What started as a simple design change has suddenly become a full fledged war, with Christian evangelist Josh Feuerstein calling for not a boycott, but a simple “trick” of using the words Merry Christmas when asked for your name at Starbucks.
Do people really go to Starbucks more during the holidays just to get their “Christmas” cups? Probably not, though I can’t say for certain. People have done stranger things. Like listening to Justin Bieber’s music or participating in a triathlon.
Donald Trump, billionaire celebrity, is also chiming in on the situation. He is actually taking it a step further and asking for a boycott of Starbucks. That’s what the new, hip Donald Trump does. He calls for boycotts. Well, either that or is continually on the lookout for his next debt settlement on his bankrupted holdings.
Normally, these sort of debates revolve around the using of the term “Happy Holidays” instead of the long favored “Merry Christmas”. Personally, I still favor the term “Merry Christmas”. I am a man ingrained with tradition. Many years of working in customer service, though, have helped teach me I need to be tolerant of many.
I understand that because of the country I live in, people are going to have all sorts of opinions and beliefs. If someone wishes me “Happy Holidays” am I going to be offended? No. I will wish them the same and go on my way. Why? Because in the end, the person is literally wishing me to be happy.
And that’s the true spirit of the season. Peace towards your fellow man and goodwill on earth. Instead of rallying against a corporate giant who most likely is revelling in this attention, why not use your time to volunteer at a shelter? Or maybe forego that daily cup of coffee for a few weeks and donate to your favorite charity? There are opportunities galore, especially around the holidays.

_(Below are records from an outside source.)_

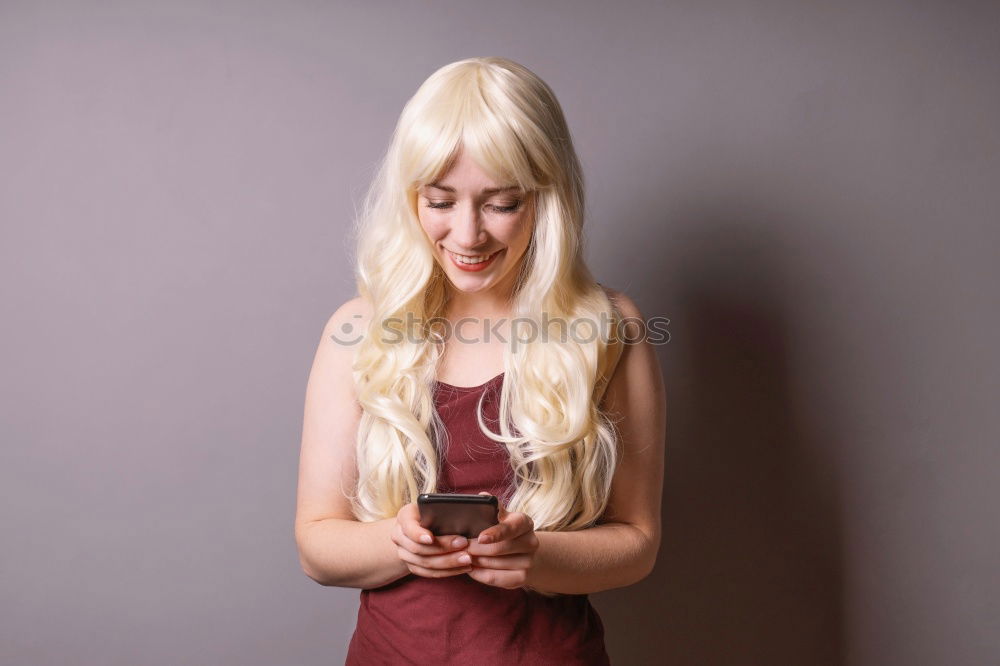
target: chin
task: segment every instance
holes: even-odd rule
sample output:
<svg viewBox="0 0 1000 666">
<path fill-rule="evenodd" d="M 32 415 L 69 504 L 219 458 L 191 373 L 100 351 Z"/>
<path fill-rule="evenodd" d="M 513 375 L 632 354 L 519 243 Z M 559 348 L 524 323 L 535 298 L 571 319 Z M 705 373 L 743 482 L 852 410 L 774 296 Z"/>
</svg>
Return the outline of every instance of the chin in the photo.
<svg viewBox="0 0 1000 666">
<path fill-rule="evenodd" d="M 469 278 L 465 275 L 448 275 L 448 281 L 451 282 L 451 286 L 455 289 L 465 292 L 466 294 L 474 294 L 477 291 L 486 291 L 493 286 L 493 281 L 489 280 L 478 280 L 476 278 Z"/>
</svg>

Starbucks shouldn’t even need to explain their decision. Maybe it was more than just an effort to not offend their non-Christian customers. Maybe by keeping the cups one solid color with minimal printing reduced the costs. Instead of sailing smoothly into the holidays, Starbucks now has to deal with this unexpected public relation controversy, which shouldn’t even be a controversy. Maybe next time, Starbucks should print posters at their locations stating, “Here’s our new cup. We come in peace.”

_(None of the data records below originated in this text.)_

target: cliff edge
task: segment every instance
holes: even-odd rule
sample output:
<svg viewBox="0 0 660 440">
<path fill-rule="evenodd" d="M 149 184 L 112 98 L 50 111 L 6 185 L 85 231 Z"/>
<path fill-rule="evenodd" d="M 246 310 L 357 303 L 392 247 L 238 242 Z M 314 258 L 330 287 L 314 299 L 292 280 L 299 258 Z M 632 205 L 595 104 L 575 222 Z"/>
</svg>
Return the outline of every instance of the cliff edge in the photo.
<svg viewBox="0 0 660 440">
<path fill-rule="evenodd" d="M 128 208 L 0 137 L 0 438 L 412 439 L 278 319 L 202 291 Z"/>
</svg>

That’s the world we live in. Even when you try to win, you lose. Like the song says, “You can’t please everyone so you gotta please yourself.”
In the end, when everything is said and done and thousands of people presumably go by the name “Merry Christmas”, the fact remains that this special holiday red cup is exactly that. A cup. Nothing more. And nothing less, despite what the instigators of this situation try to tell you.
Now, if you’ll need anything else, I’ll be at Starbucks. I’ll be the guy with a red holiday cup, sporting the name Bing. ‘Tis the season, after all.